和菓子の灯がともるとき – 12月27日 前編

由香は昨日買った果物を取り出す。父は「ありがたいな。俺もまずは元気にならないとな。店を再開できるようにしっかり治すよ」と言いながら、まるで自分に言い聞かせるようにつぶやく。その言葉に由香はほっとする一方で、「本当に店が再開できるのか?」という不安が頭をもたげる。しかし、その疑問はここでは口にしない。今は父を励ますことが大切だ。

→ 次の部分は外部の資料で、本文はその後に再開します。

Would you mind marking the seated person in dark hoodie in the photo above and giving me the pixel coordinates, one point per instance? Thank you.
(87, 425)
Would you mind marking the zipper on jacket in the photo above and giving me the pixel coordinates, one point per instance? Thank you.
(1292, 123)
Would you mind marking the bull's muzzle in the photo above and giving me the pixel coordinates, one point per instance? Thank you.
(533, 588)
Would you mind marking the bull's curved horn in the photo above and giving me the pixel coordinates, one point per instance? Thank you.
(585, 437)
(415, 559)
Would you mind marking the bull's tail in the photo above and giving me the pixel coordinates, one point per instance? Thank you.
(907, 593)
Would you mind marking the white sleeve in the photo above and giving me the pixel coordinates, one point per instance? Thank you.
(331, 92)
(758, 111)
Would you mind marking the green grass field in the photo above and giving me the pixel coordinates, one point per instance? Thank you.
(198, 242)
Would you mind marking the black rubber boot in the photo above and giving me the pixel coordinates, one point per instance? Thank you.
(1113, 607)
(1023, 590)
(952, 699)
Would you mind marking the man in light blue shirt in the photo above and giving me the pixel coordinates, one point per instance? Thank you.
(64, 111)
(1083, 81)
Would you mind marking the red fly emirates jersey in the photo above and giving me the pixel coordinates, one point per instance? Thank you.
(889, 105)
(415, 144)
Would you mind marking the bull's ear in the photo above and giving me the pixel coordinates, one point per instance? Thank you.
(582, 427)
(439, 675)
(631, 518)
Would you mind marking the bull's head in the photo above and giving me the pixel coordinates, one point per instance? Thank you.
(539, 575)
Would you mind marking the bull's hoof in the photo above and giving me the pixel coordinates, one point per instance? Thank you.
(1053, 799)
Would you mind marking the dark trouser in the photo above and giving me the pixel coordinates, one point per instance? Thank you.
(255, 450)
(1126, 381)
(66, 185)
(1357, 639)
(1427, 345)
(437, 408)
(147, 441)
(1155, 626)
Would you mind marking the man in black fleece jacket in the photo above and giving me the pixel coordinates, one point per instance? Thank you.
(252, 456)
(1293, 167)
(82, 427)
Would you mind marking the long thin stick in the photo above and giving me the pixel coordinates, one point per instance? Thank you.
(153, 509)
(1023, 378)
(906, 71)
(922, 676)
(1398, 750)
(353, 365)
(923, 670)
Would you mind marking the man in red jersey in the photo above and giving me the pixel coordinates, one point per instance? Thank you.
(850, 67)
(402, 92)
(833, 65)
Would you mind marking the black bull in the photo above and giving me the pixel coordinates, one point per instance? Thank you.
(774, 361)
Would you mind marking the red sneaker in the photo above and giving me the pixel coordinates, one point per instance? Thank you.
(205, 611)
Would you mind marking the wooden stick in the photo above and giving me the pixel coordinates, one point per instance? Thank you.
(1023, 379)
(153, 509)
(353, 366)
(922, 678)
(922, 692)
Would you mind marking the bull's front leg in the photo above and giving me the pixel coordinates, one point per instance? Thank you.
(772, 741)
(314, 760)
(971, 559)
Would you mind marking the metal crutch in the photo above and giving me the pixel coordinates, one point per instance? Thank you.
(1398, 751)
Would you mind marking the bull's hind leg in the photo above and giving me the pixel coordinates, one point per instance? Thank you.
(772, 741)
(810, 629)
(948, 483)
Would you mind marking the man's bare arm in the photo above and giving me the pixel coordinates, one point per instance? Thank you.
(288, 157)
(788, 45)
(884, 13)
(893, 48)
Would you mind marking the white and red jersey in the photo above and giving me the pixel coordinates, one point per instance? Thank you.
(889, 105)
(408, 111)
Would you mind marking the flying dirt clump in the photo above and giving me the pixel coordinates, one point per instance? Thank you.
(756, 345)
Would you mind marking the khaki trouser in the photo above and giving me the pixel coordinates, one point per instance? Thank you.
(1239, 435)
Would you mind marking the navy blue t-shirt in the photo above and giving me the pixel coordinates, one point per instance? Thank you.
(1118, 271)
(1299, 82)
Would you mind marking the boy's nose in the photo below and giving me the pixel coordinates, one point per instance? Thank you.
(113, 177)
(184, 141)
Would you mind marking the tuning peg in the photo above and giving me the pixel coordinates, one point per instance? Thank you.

父のベッドの横に椅子を持ってきて腰かけると、ふと幼い頃の記憶がよみがえる。由香がまだ小学生だった頃、父は夜遅くまで店の奥で餡を練ったり、生地をこねたりしていた。寝る前にキッチンの電気がついていると、不思議と安心できて、つい「何してるの?」と覗きに行ったものだ。そのたびに父は「もう寝なさい」と言いながら、少しだけ生地の端をくれたり、甘い匂いを嗅がせてくれたりした。その光景がまざまざと浮かび、由香は懐かしさで胸が熱くなる。

「由香、どうした? ぼんやりして」

父が不思議そうに尋ねる。由香は「ううん、昔のことをちょっと思い出してたの。お父さん、あの頃、毎日夜遅くまで和菓子作りしてたよね」と微笑む。父は少し照れくさそうに「そうだったかな。お前はよく寝るのが遅かったからな。母さんに怒られるぞ」と言って、わずかに笑みを浮かべる。そのやりとりを横で見ていた母も、どこか懐かしそうに目を細めていた。